The big problem with Cichlids isn't just water quality. It's their complicated territorial needs. We love them for their behaviour and occasional weirdness, but if they don't have space, they can get like lions in an old fashioned zoo cage. Dwarf Cichlids (generally under 3 inches fully grown) would be great in a tank that size.
I do believe they were labeled dwarfs and I think I remember 4 inches at maturity. Now for sure that remembering might be what my brother calls wishful.
 
There are a couple of Tanganyikans that fit the description. They usually have a solid price tag, and I have never seen one in a petco type store.
There are some Malawi mbuna, but they need far bigger tanks because they live in crowds. They'd be the right size, but keeping 2 or 3 ends in you having one survivor.
Some Central Americans have those colours, but they get big enough to feed you well.

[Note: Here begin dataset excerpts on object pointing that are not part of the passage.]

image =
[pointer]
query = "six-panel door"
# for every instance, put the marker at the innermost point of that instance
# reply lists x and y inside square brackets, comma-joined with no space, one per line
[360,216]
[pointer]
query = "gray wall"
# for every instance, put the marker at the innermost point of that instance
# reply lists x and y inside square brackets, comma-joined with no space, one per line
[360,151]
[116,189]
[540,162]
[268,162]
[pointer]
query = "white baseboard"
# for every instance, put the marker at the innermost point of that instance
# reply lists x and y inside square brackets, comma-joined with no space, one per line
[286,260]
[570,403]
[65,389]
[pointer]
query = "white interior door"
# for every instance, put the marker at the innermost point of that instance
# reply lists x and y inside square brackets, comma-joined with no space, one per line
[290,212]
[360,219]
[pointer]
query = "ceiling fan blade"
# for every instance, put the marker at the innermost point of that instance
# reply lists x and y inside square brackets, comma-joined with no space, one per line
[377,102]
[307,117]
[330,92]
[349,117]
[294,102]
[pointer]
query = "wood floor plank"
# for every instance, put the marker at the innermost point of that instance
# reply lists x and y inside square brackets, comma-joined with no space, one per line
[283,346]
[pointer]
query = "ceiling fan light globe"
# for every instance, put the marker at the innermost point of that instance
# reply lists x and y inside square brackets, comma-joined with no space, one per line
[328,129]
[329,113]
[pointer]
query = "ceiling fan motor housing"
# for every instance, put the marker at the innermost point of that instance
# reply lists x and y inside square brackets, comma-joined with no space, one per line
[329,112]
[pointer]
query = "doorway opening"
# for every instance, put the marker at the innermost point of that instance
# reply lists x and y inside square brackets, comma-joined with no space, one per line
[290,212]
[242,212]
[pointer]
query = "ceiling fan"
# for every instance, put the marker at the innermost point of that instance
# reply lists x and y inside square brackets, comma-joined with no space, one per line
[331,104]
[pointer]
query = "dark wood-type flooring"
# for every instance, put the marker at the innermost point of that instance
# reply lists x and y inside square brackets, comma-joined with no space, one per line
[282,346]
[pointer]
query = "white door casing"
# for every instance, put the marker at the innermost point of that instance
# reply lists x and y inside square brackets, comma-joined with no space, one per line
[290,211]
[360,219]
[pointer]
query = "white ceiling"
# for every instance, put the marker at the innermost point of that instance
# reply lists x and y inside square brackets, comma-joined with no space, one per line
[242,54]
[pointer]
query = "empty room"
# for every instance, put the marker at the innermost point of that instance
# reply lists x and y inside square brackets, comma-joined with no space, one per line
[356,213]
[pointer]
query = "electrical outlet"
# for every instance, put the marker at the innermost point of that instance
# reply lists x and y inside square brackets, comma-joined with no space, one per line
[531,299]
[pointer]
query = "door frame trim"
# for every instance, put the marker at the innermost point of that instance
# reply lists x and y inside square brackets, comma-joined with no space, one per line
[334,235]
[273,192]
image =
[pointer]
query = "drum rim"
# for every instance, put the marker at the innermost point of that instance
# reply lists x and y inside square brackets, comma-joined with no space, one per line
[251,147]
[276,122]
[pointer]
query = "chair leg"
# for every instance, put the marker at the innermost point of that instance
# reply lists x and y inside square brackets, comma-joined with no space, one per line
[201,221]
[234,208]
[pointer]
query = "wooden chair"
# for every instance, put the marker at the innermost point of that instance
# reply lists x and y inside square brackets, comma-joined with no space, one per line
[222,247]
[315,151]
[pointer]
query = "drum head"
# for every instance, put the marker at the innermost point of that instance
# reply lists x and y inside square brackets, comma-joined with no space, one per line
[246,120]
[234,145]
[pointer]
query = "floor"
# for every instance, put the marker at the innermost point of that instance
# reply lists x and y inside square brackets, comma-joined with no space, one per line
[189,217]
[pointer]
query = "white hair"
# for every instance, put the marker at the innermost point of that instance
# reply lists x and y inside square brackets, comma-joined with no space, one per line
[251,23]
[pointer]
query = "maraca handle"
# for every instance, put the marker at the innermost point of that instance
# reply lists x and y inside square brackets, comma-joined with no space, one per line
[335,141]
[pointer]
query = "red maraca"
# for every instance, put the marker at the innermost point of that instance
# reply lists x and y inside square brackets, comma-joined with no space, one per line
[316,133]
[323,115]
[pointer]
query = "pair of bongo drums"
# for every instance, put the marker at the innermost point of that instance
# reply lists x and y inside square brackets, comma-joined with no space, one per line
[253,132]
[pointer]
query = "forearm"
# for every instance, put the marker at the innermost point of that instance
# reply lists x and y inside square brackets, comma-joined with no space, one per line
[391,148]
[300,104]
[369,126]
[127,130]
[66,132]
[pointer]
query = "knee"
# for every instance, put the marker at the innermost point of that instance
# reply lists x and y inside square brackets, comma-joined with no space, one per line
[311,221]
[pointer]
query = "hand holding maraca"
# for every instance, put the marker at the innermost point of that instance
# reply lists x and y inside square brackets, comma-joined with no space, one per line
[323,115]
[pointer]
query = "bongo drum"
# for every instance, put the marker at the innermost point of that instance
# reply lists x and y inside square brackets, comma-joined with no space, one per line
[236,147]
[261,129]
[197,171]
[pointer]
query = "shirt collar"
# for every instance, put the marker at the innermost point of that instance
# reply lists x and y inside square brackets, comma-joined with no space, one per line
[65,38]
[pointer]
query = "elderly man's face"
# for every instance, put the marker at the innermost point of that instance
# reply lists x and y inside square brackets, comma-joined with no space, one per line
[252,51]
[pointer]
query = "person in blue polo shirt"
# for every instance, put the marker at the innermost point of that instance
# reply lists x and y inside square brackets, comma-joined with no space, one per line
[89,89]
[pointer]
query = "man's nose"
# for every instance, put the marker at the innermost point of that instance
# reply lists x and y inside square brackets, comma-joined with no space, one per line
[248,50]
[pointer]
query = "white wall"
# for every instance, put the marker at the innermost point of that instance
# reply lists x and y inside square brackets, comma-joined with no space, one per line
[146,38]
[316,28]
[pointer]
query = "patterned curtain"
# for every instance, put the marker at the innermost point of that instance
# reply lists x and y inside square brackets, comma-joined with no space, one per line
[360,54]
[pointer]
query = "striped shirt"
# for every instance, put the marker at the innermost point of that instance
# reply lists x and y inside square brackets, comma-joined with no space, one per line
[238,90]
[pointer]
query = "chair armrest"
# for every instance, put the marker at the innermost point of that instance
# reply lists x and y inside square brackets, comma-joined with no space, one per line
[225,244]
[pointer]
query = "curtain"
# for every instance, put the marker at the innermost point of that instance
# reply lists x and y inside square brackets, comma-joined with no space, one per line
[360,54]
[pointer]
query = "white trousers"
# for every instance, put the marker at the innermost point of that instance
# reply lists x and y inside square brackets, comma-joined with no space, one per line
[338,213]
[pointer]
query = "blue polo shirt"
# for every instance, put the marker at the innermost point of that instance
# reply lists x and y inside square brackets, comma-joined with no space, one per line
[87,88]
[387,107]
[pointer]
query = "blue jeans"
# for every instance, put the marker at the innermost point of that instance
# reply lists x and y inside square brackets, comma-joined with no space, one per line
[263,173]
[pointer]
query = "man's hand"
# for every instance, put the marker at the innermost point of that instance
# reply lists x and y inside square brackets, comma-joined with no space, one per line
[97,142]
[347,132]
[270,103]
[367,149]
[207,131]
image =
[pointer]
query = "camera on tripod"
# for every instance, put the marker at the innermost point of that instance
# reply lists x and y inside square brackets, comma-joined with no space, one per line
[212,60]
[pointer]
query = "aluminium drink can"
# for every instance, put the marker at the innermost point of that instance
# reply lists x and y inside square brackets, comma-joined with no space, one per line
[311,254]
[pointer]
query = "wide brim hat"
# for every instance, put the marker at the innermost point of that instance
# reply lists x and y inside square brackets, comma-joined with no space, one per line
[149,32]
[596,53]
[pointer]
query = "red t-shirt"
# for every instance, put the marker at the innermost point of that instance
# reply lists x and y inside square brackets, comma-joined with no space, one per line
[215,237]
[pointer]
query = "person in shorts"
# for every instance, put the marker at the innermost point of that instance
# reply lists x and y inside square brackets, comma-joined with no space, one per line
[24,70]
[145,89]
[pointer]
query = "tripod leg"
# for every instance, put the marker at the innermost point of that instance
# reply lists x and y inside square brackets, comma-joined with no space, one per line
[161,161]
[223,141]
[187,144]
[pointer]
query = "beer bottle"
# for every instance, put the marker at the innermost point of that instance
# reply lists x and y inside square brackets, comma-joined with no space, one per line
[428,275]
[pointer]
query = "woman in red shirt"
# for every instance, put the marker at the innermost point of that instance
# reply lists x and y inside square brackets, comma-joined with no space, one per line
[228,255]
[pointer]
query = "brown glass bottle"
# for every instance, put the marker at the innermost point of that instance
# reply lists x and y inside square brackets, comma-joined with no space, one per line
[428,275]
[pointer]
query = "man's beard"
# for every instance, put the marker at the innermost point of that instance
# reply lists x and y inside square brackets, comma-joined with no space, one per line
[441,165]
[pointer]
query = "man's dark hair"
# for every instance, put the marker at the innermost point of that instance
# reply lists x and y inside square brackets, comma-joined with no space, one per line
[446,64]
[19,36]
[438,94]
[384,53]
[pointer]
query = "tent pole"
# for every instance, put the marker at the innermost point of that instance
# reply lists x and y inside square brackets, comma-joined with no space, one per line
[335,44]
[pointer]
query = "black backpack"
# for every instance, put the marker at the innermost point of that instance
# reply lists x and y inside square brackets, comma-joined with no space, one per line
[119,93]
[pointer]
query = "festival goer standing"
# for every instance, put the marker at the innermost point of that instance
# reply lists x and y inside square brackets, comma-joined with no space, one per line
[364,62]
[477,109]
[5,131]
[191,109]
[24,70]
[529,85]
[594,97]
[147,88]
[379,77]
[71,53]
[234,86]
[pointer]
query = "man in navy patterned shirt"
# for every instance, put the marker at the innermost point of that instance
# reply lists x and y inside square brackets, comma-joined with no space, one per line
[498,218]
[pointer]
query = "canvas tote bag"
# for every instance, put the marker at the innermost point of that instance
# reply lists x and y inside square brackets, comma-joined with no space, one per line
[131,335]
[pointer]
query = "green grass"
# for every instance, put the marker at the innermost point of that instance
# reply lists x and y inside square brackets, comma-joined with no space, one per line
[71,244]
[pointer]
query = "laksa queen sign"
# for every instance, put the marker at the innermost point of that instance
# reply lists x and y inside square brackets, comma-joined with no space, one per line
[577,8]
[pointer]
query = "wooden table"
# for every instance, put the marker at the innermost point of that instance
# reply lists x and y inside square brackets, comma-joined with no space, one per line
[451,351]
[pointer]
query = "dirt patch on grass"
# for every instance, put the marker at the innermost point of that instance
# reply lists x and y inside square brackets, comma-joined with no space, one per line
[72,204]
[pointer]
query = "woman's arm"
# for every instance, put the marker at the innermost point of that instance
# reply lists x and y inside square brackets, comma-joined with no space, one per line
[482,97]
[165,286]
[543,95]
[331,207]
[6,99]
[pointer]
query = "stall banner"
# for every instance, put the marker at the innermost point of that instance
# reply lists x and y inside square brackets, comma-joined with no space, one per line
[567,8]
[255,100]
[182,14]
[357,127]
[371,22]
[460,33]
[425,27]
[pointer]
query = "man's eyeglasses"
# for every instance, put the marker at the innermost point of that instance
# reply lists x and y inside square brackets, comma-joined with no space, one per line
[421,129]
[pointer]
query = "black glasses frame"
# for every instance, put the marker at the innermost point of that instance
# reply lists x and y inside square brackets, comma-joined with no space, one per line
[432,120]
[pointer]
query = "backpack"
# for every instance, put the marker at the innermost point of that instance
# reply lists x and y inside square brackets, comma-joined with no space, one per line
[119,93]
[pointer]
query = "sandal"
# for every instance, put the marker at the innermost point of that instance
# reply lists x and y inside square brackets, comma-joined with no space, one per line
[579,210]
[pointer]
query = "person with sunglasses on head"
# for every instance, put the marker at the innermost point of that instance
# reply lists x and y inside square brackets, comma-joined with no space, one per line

There are some intentionally deformed test tube fish made by farms. They get large but are so handicapped they can't act out their aggression very well. To me, that's just commercial cruelty.
When I used to visit the States, I saw a lot of northern Maine pet stores, and they were really limited. There was one I liked in Lebanon New Hampshire, but that was the only quality store I ever wandered into in that region.
 
The store could have been anywhere from Bangor south to Bennington Vermont. We actually got intentionally lost in NH but was not near Lebanon, The store was not Petco or PetSmart, it was a smallish LFS. I could likely retrace my steps using the memory on the GPS but would prefer the frustration of researching.
 
I have 2 of those tanks in my built in wall of tanks, that I haven't refilled yet... IMO, they are a good size, for breeding smaller fish... I won't play the guessing game, but suspect a rift lake cichlid...
 
If a store is doing well, they don't want a species to be in their tanks for more than a few weeks. The pet chains replace them with exactly the same thing, but the good stores try to keep a variety moving through. Both the independent stores around here turn over reasonably quickly, and if a fish is still there after a month or two, don't order any for quite some time. Tanks that don't 'move' lose money.

My experience is that you get it when you see it, or you may not see it again.